At the beginning of the show a recorded voice addresses “dad.” Creator and performer Tamara Saulwick also addresses “dad.” Later, dad, recorded near the end of his life, addresses Saulwick and the rest of us. He seems at peace, accepting his imminent passing. He says he expects nothing after death. Saulwick also seems accepting. But as a curious artist, she has expanded her research to include the questions, ‘Now that dad is actually dead, is he still at peace with the fact? What if there is more than nothingness, and what if dad is wherever that is?’


So she goes to a trance medium to try to make contact. Saulwick handles this bit of narrative recreation beautifully. She shifts between roles as querent and medium, performing both without passing judgement on either. I found it impossible to determine whether Saulwick thought trance mediums were a hoax or not. So I was left with the visual and auditory affects of the performer putting herself through a sequence of physical and vocal actions that might or might not have led to making contact with her deceased father. In the only sequence of the show in which electronic sound and light (courtesy of sound designer-performer Peter Knight and lighting designer Ben Cobham) are raised to a deliberately uncomfortable pitch, the disturbing possibility that all is not well for dad in the after-life is given expression: Saulwick seems to be burning in a bath of red light and buffeted by demonic sound waves.

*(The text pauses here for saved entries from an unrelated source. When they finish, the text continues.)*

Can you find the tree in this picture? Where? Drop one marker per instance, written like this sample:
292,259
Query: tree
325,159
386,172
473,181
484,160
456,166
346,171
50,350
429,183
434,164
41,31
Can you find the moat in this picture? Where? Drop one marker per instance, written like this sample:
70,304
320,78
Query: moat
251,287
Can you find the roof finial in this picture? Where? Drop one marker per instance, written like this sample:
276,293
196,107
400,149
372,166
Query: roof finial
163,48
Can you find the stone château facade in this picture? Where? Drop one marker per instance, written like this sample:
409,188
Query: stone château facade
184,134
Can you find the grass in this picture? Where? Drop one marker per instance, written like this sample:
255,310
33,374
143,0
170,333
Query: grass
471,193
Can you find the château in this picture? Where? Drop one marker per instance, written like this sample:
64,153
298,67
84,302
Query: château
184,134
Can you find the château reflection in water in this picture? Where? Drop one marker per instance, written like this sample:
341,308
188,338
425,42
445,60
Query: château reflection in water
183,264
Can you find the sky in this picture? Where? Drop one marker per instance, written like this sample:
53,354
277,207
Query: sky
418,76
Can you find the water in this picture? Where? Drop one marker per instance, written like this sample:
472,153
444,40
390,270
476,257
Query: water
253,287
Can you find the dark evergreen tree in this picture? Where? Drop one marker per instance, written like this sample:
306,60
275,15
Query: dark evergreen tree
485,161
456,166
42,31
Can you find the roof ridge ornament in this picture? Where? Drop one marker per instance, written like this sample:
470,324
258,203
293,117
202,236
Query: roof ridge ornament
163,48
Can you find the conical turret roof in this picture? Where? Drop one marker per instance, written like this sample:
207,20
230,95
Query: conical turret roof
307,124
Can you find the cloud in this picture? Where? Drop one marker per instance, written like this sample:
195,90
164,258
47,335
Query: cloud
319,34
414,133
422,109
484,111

The echo of Saulwick-in-trance during my viewing of Endings, becomes more powerful with each day that passes, as Saulwick’s uncategorizable performance shapes and reshapes itself in my neural circuitry. Like the show itself, like the passing of beloved friends and family, it lingers insistently but on the edge of light, consciousness, and memory.


There are so many kinds of deaths. Endings doesn’t pretend to address them all. It’s mostly about a father’s death, a ‘natural’ death from aging, and a daughter’s processing of it.